Software & Data Management
The DRK-X300 is operated via DrickTherm v4.2 software—a Windows-based application supporting method creation, real-time thermal imaging overlay, automatic melt-endpoint detection (based on pixel-intensity gradient thresholds), and export of CSV/Excel-compatible reports with embedded thermal video thumbnails. All raw data—including temperature vs. time curves, annotated frames, and calibration logs—are stored in encrypted SQLite databases with SHA-256 hashing. Software validation packages (IQ/OQ documentation templates, UAT protocols) are available upon request. Remote diagnostics and firmware updates are supported over secure TLS 1.2 connections, ensuring long-term regulatory alignment without hardware modification.
Applications
- Pharmaceutical QA/QC: Polymorph screening of APIs, excipient compatibility testing, and batch release verification per ICH Q5A and Q6A guidelines.
- Materials Science: Characterization of low-melting-point alloys, solder pastes, waxes, and thermoplastic elastomers where microstructural heterogeneity affects macroscopic performance.

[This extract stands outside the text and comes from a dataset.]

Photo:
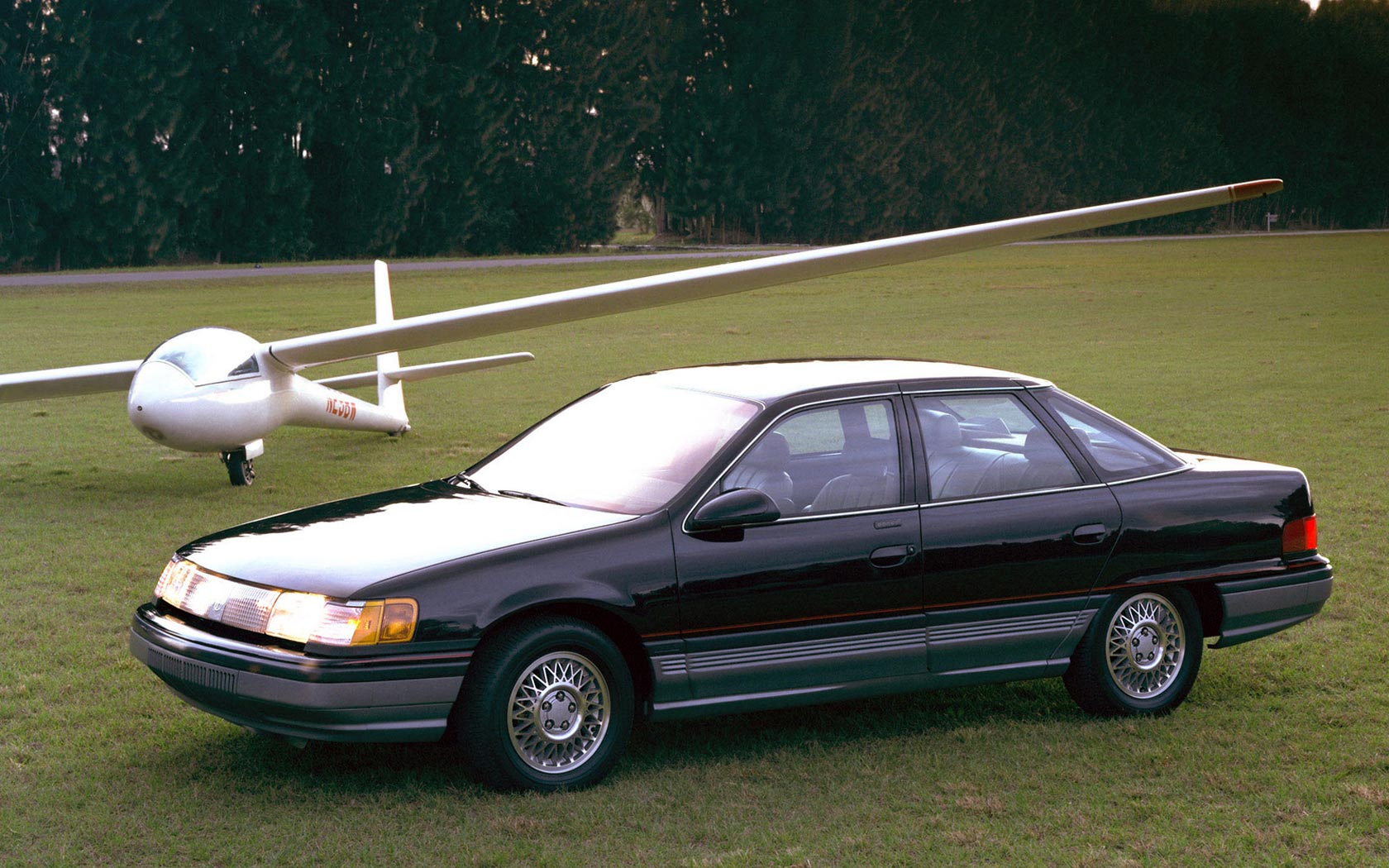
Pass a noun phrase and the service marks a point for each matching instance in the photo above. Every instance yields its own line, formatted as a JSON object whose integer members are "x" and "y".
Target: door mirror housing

- Forensic & Environmental Labs: Identification of unknown crystalline residues (e.g., illicit drugs, pesticide formulations) using melting point depression and mixed-melt behavior.
- Academic Research: In-situ study of solid-state reactions, hydrate/dehydrate transitions, and liquid crystal mesophase formation in thin-film geometries.
- Food & Cosmetic R&D: Fat bloom analysis in chocolate, melting profile mapping of emulsifiers, and stability assessment of structured lipid systems.
FAQ
What sample preparation methods are recommended for thin-section analysis?
Standard microtome-cut sections (5–20 µm thick) mounted on low-fluorescence quartz slides yield optimal thermal contact and optical clarity. Avoid adhesive mounting media with low Tg; use vacuum-deposited carbon coating for conductive stabilization if electrostatic charging occurs.
Is the system compatible with third-party image analysis software?
Yes—raw .avi and .tiff sequences export with embedded EXIF-style thermal metadata, enabling integration with ImageJ/Fiji, MATLAB, or commercial platforms like Olympus cellSens via custom plugin development.
How is temperature calibration verified and maintained?
Calibration uses certified reference standards (e.g., indium, tin, zinc) traceable to NIST SRM 722. The system supports two-point linear calibration routines with auto-drift compensation; annual recalibration is recommended per ISO/IEC 17025 clause 6.5.3.
Can the DRK-X300 be integrated into a LIMS environment?
Via RESTful API endpoints (HTTPS/JSON), the software supports bidirectional data exchange with major LIMS platforms including LabWare, Thermo Fisher SampleManager, and Agilent OpenLab, including sample ID push, result pull, and instrument status polling.
What safety certifications does the unit hold?
CE marked per EN 61010-1:2019 (Safety Requirements for Electrical Equipment for Measurement, Control, and Laboratory Use) and RoHS 2011/65/EU compliant. No Class I laser components are present.